Many locals stop taking precautions from contamination

'I'll just have to feed it to the pigs then, won't I? What else can I do with it?," asks Nadya Grechishkina.

The tight-lipped headscarved grandmother had milked her cow that morning, poured a half gallon into Mason jars, and made her way to the marketplace in this muddy, featureless town in southeastern Belarus in the hope of making a few rubles to supplement her meager pension.

Setting her milk for sale on the sidewalk, she had run into the local health inspector. Ten minutes later, after a routine test in a makeshift laboratory round the corner, Mrs. Grechishkina learned that her milk was dangerously radioactive.

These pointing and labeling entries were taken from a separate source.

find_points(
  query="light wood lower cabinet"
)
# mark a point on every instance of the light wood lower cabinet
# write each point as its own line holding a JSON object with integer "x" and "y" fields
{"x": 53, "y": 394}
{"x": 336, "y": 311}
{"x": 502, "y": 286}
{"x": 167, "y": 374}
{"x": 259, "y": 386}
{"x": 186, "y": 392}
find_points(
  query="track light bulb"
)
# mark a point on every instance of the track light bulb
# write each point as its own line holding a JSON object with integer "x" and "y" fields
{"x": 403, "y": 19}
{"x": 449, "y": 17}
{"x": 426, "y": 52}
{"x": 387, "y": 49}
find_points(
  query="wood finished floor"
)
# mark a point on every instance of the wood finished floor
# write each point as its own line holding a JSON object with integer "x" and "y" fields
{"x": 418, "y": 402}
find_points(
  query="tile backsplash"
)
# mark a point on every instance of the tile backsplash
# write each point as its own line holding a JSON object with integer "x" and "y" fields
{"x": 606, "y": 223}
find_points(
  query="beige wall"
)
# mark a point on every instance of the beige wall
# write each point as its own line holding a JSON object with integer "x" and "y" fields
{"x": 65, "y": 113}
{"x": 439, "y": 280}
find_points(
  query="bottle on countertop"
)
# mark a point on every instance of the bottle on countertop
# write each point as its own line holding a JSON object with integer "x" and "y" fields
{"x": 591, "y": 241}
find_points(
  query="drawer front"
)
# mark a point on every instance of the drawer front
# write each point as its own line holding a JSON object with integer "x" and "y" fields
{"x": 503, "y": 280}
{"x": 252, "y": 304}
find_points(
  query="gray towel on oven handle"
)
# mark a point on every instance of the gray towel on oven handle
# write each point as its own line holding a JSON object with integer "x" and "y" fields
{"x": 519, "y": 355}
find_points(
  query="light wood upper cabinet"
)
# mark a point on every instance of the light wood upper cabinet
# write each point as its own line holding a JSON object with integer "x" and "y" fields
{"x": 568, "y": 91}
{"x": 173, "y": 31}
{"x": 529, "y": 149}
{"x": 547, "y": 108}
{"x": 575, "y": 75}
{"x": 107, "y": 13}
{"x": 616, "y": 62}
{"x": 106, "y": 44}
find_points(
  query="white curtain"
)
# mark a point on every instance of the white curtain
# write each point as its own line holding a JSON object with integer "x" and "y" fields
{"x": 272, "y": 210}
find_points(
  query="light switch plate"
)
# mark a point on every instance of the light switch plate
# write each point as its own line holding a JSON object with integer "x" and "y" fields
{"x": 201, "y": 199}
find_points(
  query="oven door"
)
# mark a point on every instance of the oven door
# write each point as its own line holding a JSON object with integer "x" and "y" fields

"How come?," she asked angrily. "We drink it ourselves, we feed the children with it; last year when we did the test it was fine."

Probably, the inspector suggested, she had inadvertently been feeding her cow during the winter on radioactive hay.

A decade after the accident, people in this part of Belarus are incessantly stalked by the nuclear fallout of Chernobyl, which lurks in every vegetable, fruit, and blade of grass.

And many of them - their memories blurred, their choices limited by poverty - have simply stopped caring.

"People are tired of being scared," says Tamara Sharshakova, who runs a health information center in the regional capital of Gomel. This area, just northeast of the Chernobyl nuclear power station, bore the brunt of the radiation that leaked after the April 1986 explosion. About131,000 people have been evacuated from the worst-hit villages, and nearly 2 million still live in places contaminated by cesium 137, strontium 90, or plutonium 240. These elements have half lives ranging from scores to tens of thousands of years.

The clearest medical evidence of the radiation's damage is in children's thyroid glands. The rate of thyroid cancer has increased more than a hundredfold since 1986, threatening far more people than the 32 who died right after the accident.

Other indicators of the health effects are still unclear, though doctors worry that the worst is yet to come. The total radioactivity of the material released in the reactor fire is estimated to have been 200 times that from the atomic bombs dropped on Hiroshima and Nagasaki. One-fifth of Belarus is now unfit for agriculture.

But that doesn't stop people growing things. Belarus is in economic free fall, and most of its people are struggling to make ends meet. Although food sold in shops is generally felt to have been tested, and to be safe, it costs more than food sold on street corners, or grown in people's own gardens.

"If the choice is to die from starvation today, or to possibly die from radiation in the distant future, our people choose the second option," says Nikolai Yermakov, the man leading local efforts to mitigate Chernobyl's effects.

Fatalism is widespread, agrees Vladimir Nitish, deputy head of the local cancer hospital. He says it is often hard to persuade people to undergo routine checkups.

"They don't believe in any help," Dr. Nitish says. "They don't think anything real can change."

Nowhere is that attitude more deeply ingrained than among the few remaining inhabitants of Bartolomeyevka.

This mostly abandoned village surrounded by abandoned fields is one of the most radioactive spots on the planet. But that distinction doesn't bother Misha Derbeyu. When the village was evacuated a few years ago, he stayed with his wife, nine hens, two dogs, and a cat because "it's just the same everywhere else. Who knows whether it's safe to live here? Who cares?"

But some are trying to combat this fatalism, and to jolt people out of their tendency to blame all their ills on Chernobyl.

"We have to make people see that they are responsible for their own health, to make them think what they can do for themselves," says Mrs. Sharshakov of the Dutch-funded health information center in Gomel. "This is new for Belarus."

The center was founded, she explains, because doctors at the original Dutch clinic could find nothing physically wrong with a lot of the patients they saw. "But they were very worried about their health, and 85 percent of them said their problems were connected with Chernobyl."

Even so, when poverty numbs people to the risks they are running, it is hard to stop people from doing whatever they feel they have to do in order to survive - even if that includes gathering horrifically radioactive mushrooms and berries from the forest.

Just across the border in Russia, doctors found last year that internal radiation levels in patients they studied had risen threefold since 1991, as local people gave up taking the precautions adopted after the accident.

Some experts believe that this might lead to another peak in Chernobyl effects in 20 years, but nobody really knows. Belarussian doctors studying the long-term impact of low-level radiation exposure have found high levels of abnormalities in children. But how severely these will affect the victims in the future is still uncertain.

In the meantime, people simply go on with their lives. Mrs. Grechishkina, for example, did not give her contaminated milk to the pigs. She walked a few blocks down the street, and once she was out of sight of the inspector she set her bottles out for sale again. Somebody would buy them.